Couple "noob" questions on ZFS.

Discussion in 'SSDs & Data Storage' started by SirMaster, Oct 9, 2013.

  1. SirMaster

    SirMaster 2[H]4U

    Messages:
    2,113
    Joined:
    Nov 8, 2010
    I'm about to create a ZFS server and apparently in this day and age with multi-TB disks you need to use ashift=12 to properly support modern 4K drives.

    I have been reading that some people have problems with wasted space with ashift=12.

    First off, I will always follow the power of 2 rule.
    I will be doing 6x2TB RAID2Z vdev and a 6x3TB RAID2Z vdev in my zpool.

    But since my server is a media server and practically ALL my files are larger than 1MB each, will I have much wasted space due to ashift=12? My knowledge tells me that I won't and it only really affects thousands of small files that are under 4K each, but I wanted to hear from you guys that understand this better.

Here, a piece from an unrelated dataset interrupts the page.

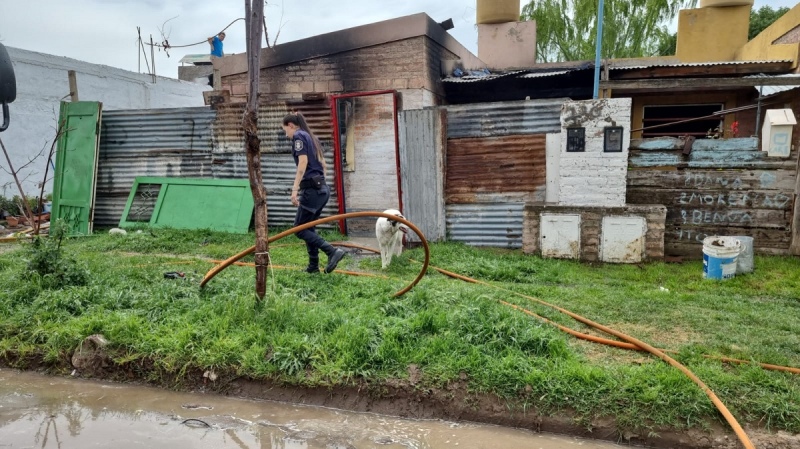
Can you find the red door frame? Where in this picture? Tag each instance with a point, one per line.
(337, 150)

    I also only have about 100,000 files on my 12TB of data (which I believe is pretty low for that much data) so I would believe metadata will be small as well (400MB if each file has a 4kb block worth of metadata).


    My second question is about compression. Does this help offset some of the loss due to ashift=12?

    From what I understand, it is a good idea to use in most cases.

    I really only care about getting as close as I can to saturating my gigabit NIC for my ZFS performance, I never need faster. But as long as I can get a solid ~75MB/s or so I would be happy.

    My hardware is quite fast. A 4 core 8 thread 3.3GHz Xeon Haswell and 16GB RAM. I do not mind the increased CPU overhead of compression at all if it saves me space.

    So do you think I should use compression given my situation?

    If yes, which algorithm do I use?

    It looks like LZJB is more widely supported, but I see ZoL also supports LZ4 which is newer and much better. Are there other options beyond this?

    Thanks
     
    Last edited: Oct 9, 2013
  2. omniscence

    omniscence [H]ard|Gawd

    Messages:
    1,311
    Joined:
    Jun 27, 2010
    1. If you follow the power of two rule, you will not have wasted space due to padding. If you have a lot of small files (smaller than the stripe size for RAIDZ/2/3) you will waste space, but that is true for most filesystems.

    2. If you store mainly media files, you will not benefit much from compression. I see 1.00-1.02% compressratios on my media dataset. I would always use LZ4, as it has almost no performance impact on decompression.
     
  3. SirMaster

    SirMaster 2[H]4U

    Messages:
    2,113
    Joined:
    Nov 8, 2010
    I also do not plan on using ZVOLs or anything so I don't need to worry about what you guys were discusing before with block sizes and wasted space.

    I do have a few more things than media. I guess I would say its 75% uncompressible media. So I think LZ4 should be fine to use in general. I heard that it's smart enough to forgo compression on files or blocks that it can't compress by at least 12% or something? Maybe that was a bogus claim.

    Thanks again! I might have more questions in the future. I know where to come to ask haha.
     
  4. omniscence

    omniscence [H]ard|Gawd

    Messages:
    1,311
    Joined:
    Jun 27, 2010
    You have to consider that ZFS compresses on block level. So a 128 KiB block (largest possible) will only be stored as a compressed block if it fits into a smaller sized block. Blocks have a 2^n granularity. I'm not sure at the moment whether ZFS will allocate more than one block to store a compressed block (e.g. a 128 KiB into a 64 KiB and a 32 KiB block), but I guess it does not. So a 128 KiB block has to fit at least into a 64 KiB block after compression to gain anything at all from it.

    Please note that I made some guesses here, I did not have the time to dig deeper in the compression scheme yet. What I wrote here is what I derived from what I read. But it is certain that you will not get the same compression ratio as if you would directly compress the whole file with the same algorithm.